Phase 3: Adaptive Prompting (Optional)

  • Track delegation success/failure rates per prompt configuration
  • A/B test different inception prompting strategies
  • Auto-tune prompt components based on observed failure modes
  • Deliverable: Self-improving delegation quality

Pros & Cons

Pros

  • Phase 1 is immediately actionable — No dependencies, just prompt changes to delegate_tool.py
  • Addresses real observed failures — Role-flipping and flake replies are common in current delegation
  • Zero cost — No additional API calls, no new dependencies, just better prompts
  • Research-backed — CAMEL's NeurIPS 2023 paper validated these techniques across thousands of multi-agent conversations
  • Foundation for Feature: Multi-Agent Architecture — Orchestration, Cooperation, Specialized Roles & Resilient Workflows #344 — When multi-agent orchestration is built, these patterns are already in place

Cons / Risks

  • Prompt length increase — More system prompt text consumes context window.
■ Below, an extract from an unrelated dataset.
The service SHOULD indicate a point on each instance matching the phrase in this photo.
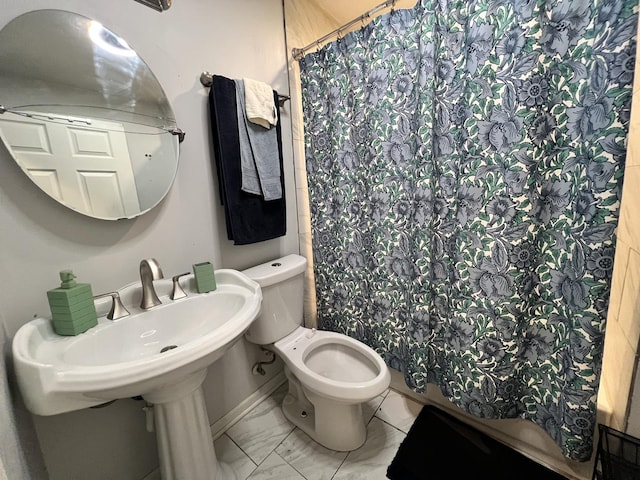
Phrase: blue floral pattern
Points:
(465, 161)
Should be minimal (~200 tokens).
  • Over-constraining — Too-rigid prompts might prevent creative problem-solving by sub-agents
  • Hard to measure — Delegation quality improvement is subjective and hard to benchmark without a test suite
  • Model-dependent — Different LLMs respond differently to prompt instructions. What works for Claude may not work for GPT.

Open Questions

  1. How to measure improvement? Need a set of delegation test cases with known-good outputs to compare before/after.
  2. Should prompt hardening be configurable? Some users might want looser sub-agents for creative tasks.
  3. How aggressive should anti-loop detection be? Killing a loop too early might abort legitimate retry logic.